Voluntariado con refugiados, casualidad convertida en la mejor experiencia
¡Hola! Me llamo Helena y soy una joven de Polonia.
Encontré este voluntariado por casualidad. Y esta casualidad se convirtió en la mejor experiencia de mi vida. Al principio de las vacaciones quería trabajar en el campo en España. Escribí a Piedad, mi amiga misionera, que es española y vive allí. Pensé, que iba a conocer a alguien. Al final, esta idea falló, pero en cambio Piedad me ofreció ir a un voluntariado en el centro de refugiados de Sigüenza. Acepté sin pensarlo. Yo no tenía ni idea del tema de la migración, pero pensé que podría ser muy buena oportunidad para aprender.
Mi familia estaba bastante preocupada por mi decisión, en parte porque yo no sabía mucho sobre el voluntariado y en parte porque tenían miedo de que me pasara algo. Yo no. La calma de las misioneras me contagió a mí.

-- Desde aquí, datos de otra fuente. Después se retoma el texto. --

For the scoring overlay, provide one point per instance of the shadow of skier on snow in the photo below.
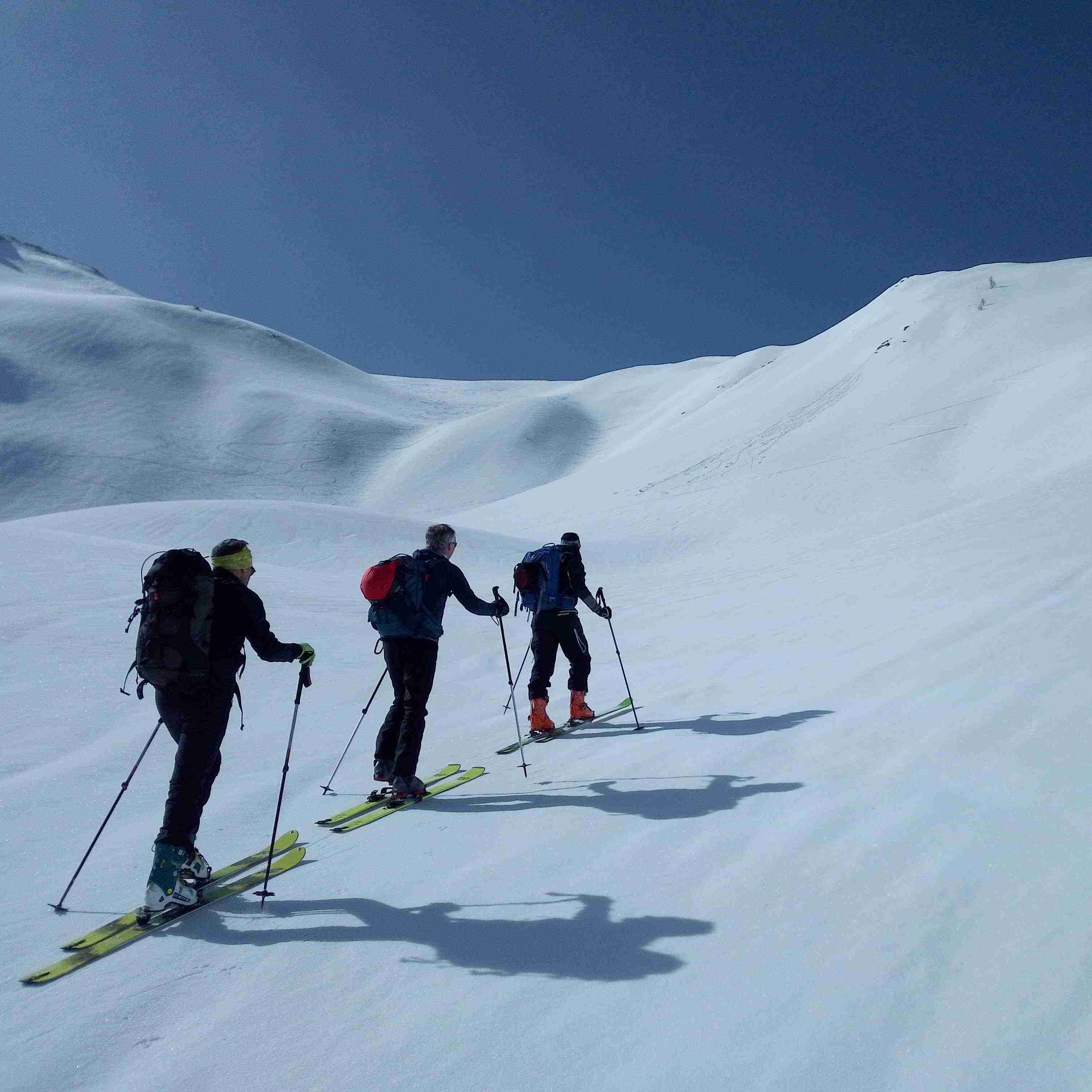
(723, 793)
(588, 946)
(712, 725)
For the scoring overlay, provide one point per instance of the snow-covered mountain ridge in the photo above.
(851, 581)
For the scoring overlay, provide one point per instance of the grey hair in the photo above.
(439, 536)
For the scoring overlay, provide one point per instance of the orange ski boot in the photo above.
(541, 725)
(578, 708)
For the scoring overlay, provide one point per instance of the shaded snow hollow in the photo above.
(851, 581)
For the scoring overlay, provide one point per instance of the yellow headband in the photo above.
(241, 560)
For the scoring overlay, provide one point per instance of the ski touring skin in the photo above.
(285, 842)
(378, 800)
(384, 809)
(625, 707)
(209, 895)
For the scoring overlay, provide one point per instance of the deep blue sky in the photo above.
(543, 189)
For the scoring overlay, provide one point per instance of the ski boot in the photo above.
(405, 790)
(578, 708)
(196, 869)
(542, 727)
(165, 886)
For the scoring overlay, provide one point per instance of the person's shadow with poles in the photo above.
(710, 725)
(720, 793)
(588, 946)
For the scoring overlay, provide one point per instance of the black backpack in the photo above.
(175, 623)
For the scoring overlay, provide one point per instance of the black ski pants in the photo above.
(197, 722)
(412, 664)
(550, 631)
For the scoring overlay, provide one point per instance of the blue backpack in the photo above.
(396, 589)
(538, 581)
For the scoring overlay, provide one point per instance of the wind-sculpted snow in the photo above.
(851, 589)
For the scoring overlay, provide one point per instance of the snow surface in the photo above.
(851, 581)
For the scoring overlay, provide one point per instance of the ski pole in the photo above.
(364, 713)
(518, 674)
(305, 680)
(633, 705)
(511, 685)
(59, 906)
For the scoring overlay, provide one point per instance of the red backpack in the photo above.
(396, 589)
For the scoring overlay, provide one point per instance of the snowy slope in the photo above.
(851, 581)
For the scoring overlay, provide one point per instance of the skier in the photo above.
(197, 719)
(555, 623)
(411, 644)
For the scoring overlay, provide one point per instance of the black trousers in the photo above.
(412, 666)
(550, 631)
(197, 722)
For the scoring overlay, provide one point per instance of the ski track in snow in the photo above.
(851, 584)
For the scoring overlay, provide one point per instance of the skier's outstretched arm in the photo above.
(461, 590)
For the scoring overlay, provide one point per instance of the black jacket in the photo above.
(237, 615)
(573, 576)
(446, 579)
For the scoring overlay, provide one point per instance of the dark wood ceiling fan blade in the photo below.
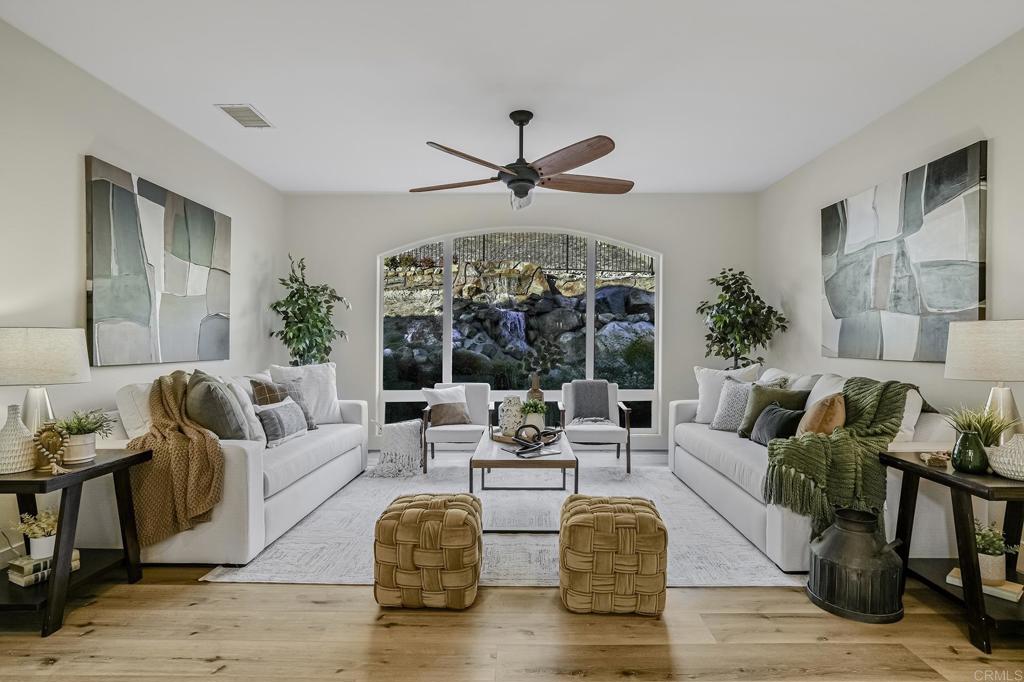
(590, 184)
(454, 185)
(573, 156)
(463, 155)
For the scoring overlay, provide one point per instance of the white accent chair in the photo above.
(478, 403)
(617, 433)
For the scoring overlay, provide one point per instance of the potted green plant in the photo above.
(41, 529)
(82, 429)
(534, 411)
(307, 316)
(738, 321)
(977, 430)
(992, 551)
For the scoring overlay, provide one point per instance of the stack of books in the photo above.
(25, 570)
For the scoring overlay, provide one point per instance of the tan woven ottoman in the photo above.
(427, 552)
(612, 556)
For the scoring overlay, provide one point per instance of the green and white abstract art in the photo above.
(159, 272)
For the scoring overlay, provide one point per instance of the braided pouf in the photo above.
(612, 556)
(427, 552)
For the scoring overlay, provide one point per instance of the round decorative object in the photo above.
(16, 451)
(1008, 460)
(852, 573)
(50, 443)
(969, 454)
(510, 415)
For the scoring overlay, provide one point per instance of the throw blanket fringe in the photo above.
(183, 481)
(815, 474)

Sentía que ellas sabían lo que estaban haciendo.
En las conversaciones con los chicos refugiados y con las misioneras he aprendido muchas cosas sobre el refugio y los países de los que proceden estas personas solicitantes de asilo (Senegal, Mali, Guinea-Conakry, etc.), sus motivaciones, las leyes, las circunstancias… Yo tenía muchas dudas en estas cuestiones y he podido encontrar respuestas.
Mucha gente en Polonia tiene miedo de los refugiados. Es normal que tengamos miedo del extranjero y desconocido. El miedo es algo sobre lo que no tenemos influencia. Lo sentimos o no, pero, sobre lo que sí tenemos influencia, es sobre nuestra acción: ¿Qué vamos a hacer con este temor? Podemos cerrarnos en nuestras casas, decidiendo que no tenemos nada que ver con los problemas ajenos, o podemos estar abiertos, leyendo, preguntando, interesándonos por esta realidad, dejando que nos toque y nos cuestione. Cuando conocemos el problema, sus fondos y las historias particulares, cuando encontramos una persona que nos lo cuenta, entonces, nuestra actitud cambia. Ya no es el problema ajeno. Es el problema de nuestro amigo y entonces ya nos toca más de cerca. Esto es lo que me ha pasado a mí.

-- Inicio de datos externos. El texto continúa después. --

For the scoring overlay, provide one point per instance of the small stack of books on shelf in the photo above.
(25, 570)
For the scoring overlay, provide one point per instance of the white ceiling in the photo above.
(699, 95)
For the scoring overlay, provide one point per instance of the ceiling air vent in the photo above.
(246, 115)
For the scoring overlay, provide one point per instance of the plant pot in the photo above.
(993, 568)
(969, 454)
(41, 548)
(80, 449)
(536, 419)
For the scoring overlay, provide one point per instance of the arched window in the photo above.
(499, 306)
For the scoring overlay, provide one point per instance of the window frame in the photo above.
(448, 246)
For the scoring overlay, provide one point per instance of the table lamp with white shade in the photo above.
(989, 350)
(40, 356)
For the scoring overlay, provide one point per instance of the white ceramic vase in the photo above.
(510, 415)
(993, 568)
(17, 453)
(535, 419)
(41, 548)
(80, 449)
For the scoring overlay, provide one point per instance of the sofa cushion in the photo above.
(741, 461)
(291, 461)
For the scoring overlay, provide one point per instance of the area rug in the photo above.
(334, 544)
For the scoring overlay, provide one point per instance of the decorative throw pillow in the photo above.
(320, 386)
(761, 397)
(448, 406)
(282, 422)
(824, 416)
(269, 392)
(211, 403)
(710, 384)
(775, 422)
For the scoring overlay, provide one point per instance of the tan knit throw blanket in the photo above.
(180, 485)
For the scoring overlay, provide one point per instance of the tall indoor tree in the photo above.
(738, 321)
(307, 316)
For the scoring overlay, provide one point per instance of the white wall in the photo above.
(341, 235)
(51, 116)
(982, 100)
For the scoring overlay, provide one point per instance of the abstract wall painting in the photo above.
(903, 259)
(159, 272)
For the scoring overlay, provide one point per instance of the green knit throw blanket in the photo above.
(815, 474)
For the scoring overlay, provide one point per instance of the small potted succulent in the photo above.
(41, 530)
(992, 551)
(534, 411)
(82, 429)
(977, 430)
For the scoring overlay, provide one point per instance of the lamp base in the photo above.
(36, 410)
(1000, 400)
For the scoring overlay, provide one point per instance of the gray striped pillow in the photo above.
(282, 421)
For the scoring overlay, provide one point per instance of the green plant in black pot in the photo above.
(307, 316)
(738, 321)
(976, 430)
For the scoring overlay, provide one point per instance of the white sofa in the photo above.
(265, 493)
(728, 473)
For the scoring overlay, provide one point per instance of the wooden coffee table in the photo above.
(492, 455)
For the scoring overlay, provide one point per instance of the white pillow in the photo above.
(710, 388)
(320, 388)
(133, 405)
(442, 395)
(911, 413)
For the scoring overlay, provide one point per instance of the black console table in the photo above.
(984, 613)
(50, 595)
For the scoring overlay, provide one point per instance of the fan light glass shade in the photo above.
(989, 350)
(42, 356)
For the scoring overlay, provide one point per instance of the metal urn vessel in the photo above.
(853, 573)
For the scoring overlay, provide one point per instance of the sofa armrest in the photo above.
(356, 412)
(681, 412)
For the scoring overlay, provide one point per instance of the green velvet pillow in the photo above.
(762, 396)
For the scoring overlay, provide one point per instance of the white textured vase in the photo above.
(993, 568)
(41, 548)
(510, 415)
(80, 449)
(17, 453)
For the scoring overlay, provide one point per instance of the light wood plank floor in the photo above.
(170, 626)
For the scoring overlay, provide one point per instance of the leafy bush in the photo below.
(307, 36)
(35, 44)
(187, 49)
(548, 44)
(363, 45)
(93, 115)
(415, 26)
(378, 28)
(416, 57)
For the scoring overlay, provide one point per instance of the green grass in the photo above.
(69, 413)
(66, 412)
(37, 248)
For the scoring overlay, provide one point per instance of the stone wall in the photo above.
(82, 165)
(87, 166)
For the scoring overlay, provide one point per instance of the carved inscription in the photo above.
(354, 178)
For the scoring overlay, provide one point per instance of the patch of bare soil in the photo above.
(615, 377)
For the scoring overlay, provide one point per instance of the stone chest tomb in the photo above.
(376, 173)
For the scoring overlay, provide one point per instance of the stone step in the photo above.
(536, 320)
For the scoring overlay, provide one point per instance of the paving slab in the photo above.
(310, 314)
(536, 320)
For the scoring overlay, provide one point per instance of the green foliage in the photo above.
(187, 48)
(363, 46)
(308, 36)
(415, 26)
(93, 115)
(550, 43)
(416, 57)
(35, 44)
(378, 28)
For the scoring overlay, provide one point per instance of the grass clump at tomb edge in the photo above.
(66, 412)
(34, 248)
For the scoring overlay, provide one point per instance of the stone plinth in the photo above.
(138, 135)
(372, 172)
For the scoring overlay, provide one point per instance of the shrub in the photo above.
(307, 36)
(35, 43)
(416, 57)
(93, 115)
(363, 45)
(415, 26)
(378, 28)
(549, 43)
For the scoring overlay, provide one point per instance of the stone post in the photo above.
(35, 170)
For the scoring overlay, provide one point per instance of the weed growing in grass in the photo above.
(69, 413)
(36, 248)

El primer día en el centro fue duro. Llevaba en España solo tres días y mi español todavía no era perfecto. Mi primer encuentro con ellos fue en la cancha de futbol. Me asignaron al grupo de deporte. Este fue el único momento en que tuve dudas sobre si lo que hacía tenía algún sentido. Veía que algunos chicos eran muy competitivos jugando. Yo me senté en el campo simplemente y los miraba. En ese primer momento, me sentía muy inútil. ¿Qué podía hacer una chica tímida como yo por una pandilla de chicos frustrados? Pronto entendí que mucho.
Empecé a conocer a los chicos refugiados rápidamente. Es increíble que se puede ayudar tanto solo con la mera presencia y, en este caso, mi sensibilidad pausada, resultó una ventaja. Estos chicos han pasado meses sintiéndose rechazados e invisibles. Entonces, ellos no se podían creer que nosotros hubiéramos venido a España solo para estar con ellos y que nadie nos ha pagado por esto. Me preguntaron varias veces: “¿Has venido desde Polonia solo para pasar el tiempo aquí? Pero, ¿tú no trabajas en España?”. No se lo podían creer.

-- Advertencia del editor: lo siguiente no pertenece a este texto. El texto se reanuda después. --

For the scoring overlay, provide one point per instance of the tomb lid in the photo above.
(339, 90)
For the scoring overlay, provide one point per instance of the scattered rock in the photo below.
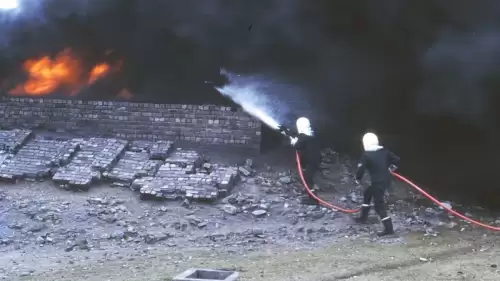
(285, 180)
(259, 213)
(155, 237)
(230, 209)
(97, 201)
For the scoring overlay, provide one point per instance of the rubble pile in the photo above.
(11, 141)
(96, 155)
(132, 165)
(37, 159)
(185, 174)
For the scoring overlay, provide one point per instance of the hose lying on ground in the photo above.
(399, 177)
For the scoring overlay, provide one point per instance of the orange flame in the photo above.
(98, 72)
(64, 72)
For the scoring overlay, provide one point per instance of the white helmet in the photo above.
(304, 126)
(370, 142)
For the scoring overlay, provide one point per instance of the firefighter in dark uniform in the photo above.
(310, 154)
(379, 162)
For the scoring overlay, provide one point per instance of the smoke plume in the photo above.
(439, 54)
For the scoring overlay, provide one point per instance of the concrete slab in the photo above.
(197, 274)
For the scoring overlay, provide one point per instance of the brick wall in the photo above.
(199, 124)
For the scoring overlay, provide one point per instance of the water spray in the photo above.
(249, 94)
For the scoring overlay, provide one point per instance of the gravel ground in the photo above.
(261, 230)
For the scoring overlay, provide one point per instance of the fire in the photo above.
(63, 73)
(98, 71)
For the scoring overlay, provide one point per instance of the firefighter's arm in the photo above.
(393, 160)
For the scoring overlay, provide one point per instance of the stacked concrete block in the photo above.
(226, 178)
(38, 159)
(140, 146)
(184, 175)
(160, 150)
(96, 155)
(11, 141)
(131, 166)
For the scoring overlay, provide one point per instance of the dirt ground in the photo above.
(473, 256)
(110, 234)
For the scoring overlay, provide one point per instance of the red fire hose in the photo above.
(399, 177)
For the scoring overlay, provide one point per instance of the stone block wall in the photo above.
(199, 124)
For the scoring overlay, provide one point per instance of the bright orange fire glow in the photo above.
(98, 71)
(63, 73)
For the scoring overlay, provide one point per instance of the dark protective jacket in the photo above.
(377, 163)
(309, 150)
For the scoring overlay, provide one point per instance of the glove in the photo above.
(392, 168)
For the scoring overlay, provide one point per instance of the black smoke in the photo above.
(422, 74)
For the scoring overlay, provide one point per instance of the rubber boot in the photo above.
(364, 215)
(388, 228)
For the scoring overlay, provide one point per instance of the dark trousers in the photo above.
(309, 170)
(375, 192)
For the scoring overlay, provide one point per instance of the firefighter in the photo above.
(310, 154)
(379, 162)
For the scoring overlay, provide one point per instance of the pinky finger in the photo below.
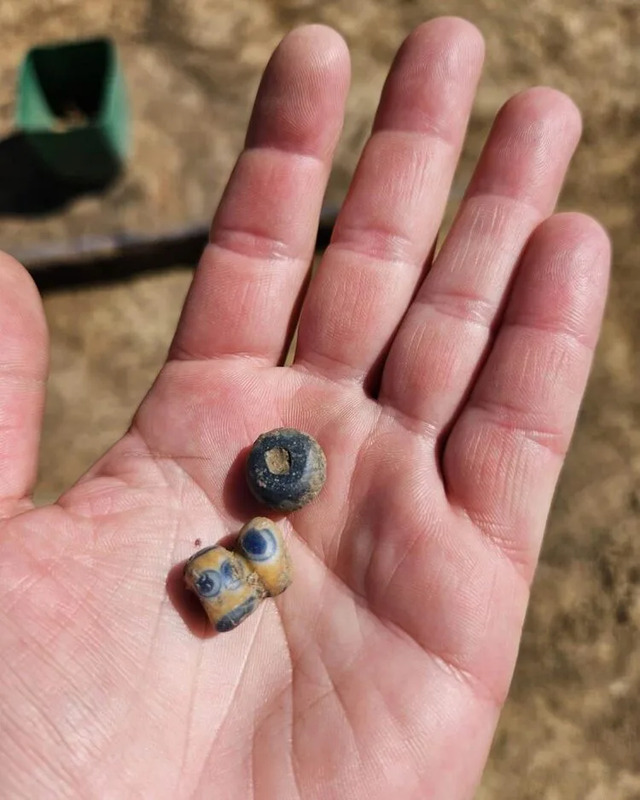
(23, 372)
(504, 454)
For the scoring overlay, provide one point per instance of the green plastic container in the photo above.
(72, 109)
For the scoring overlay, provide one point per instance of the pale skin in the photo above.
(444, 393)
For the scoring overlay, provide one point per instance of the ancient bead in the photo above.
(230, 585)
(262, 545)
(225, 585)
(286, 469)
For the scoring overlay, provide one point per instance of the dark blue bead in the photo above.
(259, 545)
(286, 469)
(209, 583)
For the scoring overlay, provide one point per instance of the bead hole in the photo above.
(278, 460)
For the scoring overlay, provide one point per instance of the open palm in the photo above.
(443, 393)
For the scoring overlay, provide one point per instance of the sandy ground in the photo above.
(571, 725)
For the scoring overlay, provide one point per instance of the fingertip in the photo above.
(550, 114)
(300, 103)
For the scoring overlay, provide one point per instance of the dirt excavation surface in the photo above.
(572, 723)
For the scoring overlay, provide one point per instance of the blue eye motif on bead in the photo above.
(230, 575)
(209, 583)
(259, 544)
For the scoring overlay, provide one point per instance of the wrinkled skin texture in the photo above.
(444, 395)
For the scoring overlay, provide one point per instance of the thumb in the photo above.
(24, 356)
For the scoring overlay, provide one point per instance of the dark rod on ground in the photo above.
(109, 258)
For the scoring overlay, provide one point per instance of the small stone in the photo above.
(286, 469)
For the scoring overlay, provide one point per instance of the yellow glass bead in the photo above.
(225, 585)
(262, 545)
(230, 585)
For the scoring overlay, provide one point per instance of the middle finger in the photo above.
(394, 207)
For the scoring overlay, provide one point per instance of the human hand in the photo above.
(444, 396)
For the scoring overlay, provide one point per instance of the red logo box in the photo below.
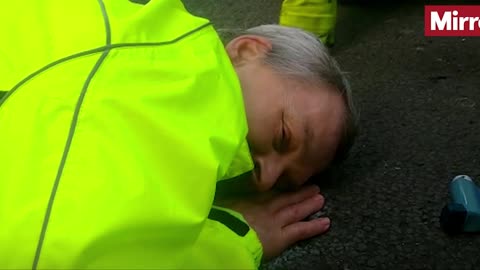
(452, 20)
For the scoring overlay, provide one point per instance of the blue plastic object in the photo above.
(462, 214)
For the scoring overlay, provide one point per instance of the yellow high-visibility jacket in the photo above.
(120, 117)
(316, 16)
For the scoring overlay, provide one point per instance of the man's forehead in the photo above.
(322, 134)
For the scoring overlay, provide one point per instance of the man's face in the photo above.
(294, 126)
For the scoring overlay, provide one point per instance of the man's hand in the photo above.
(279, 218)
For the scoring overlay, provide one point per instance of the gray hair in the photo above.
(301, 55)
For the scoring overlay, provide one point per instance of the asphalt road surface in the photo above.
(420, 115)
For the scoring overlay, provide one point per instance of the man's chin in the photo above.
(240, 186)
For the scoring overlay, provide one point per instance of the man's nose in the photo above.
(266, 173)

Ahí fue donde entendí que una cosa con la que conecta toda la gente, todos sin excepción – no importa si somos hombres o mujeres, europeos o africanos, cristianos o musulmanes – es la necesidad de ser amados y aceptados. Esto nos hace seres humanos. A los chicos africanos les encantaba sentarse con nosotros, jugar, estudiar español, bailar o enseñarnos a hacer pulseras. Varias veces cuando estaba sentaba al lado de alguien en silencio, él empezaba, poco a poco, a contarme alguna parte de su historia. Me di cuenta de que esto era lo que más necesitaban: una atención sincera y cordial.